There are many reasons that cloud providers don't want to support logical replication;

- It requires giving superuser access to user. Many cloud providers don't want to give that level of privilege. Some cloud providers fork PostgreSQL or write custom extensions to allow managing replication slots without requiring superuser access. However, doing it securely is very difficult. You suddenly open up a new attack vector for various privilege escalation vulnerabilities.

- If user creates a replication slot, but does not consume the changes, it can quickly fill up the disk. I dealt many different failure modes of PostgreSQL, and I can confidently say that disk full cases one of the most problematic/annoying ones to recover from.

- It requires careful management of replication slots in case of fail over. There are extensions or 3rd party tools helping with this though.

So, some cloud providers don't support logical replication and some support it weakly (i.e. don't cover all edge cases).

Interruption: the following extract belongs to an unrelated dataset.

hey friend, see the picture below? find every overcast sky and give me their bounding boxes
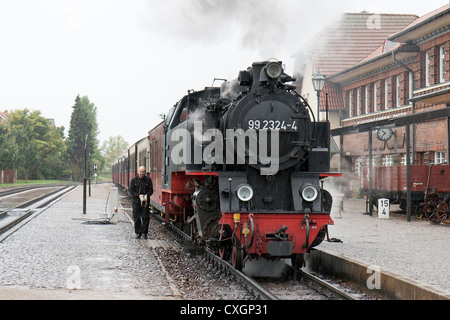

Thankfully there are some improvements are being done in PostgreSQL core that simplifies failover of logical replication slot (check out this for more information https://www.postgresql.org/docs/17/logical-replication-failo...), but it is still too early.

2 comments

There is also case where logical replication is not 100% complete. One of our application uses LOBs for some reason and can't do logical replication.
Yeah, I've dealt with some of those edge cases on AWS and GCP.

Some examples:

1. I've seen a delay of hours without any messages being sent on the replication protocol, likely due to a large transaction in the WAL not committed when running out of disk space.

2. `PgError.58P02: could not create file \"pg_replslot/<slot_name>/state.tmp\": File exists`

3. `replication slot "..." is active for PID ...`, with some system process holding on to the replication slot.

4. `can no longer get changes from replication slot "<slot_name>". ... This slot has never previously reserved WAL, or it has been invalidated`.

All of these require manual intervention on the server to resolve.

And that's not even taking into account HA/failover, these are just issues with logical replication on a single node. It's still a great feature though, and often worth having to deal with these issues now and then.

Definitely agreed. It is great feature and a building block for many complex features such as multiple primaries, zero down time migrations etc. I'm also quite happy to see with each PG version, it becomes more stable/easy to use.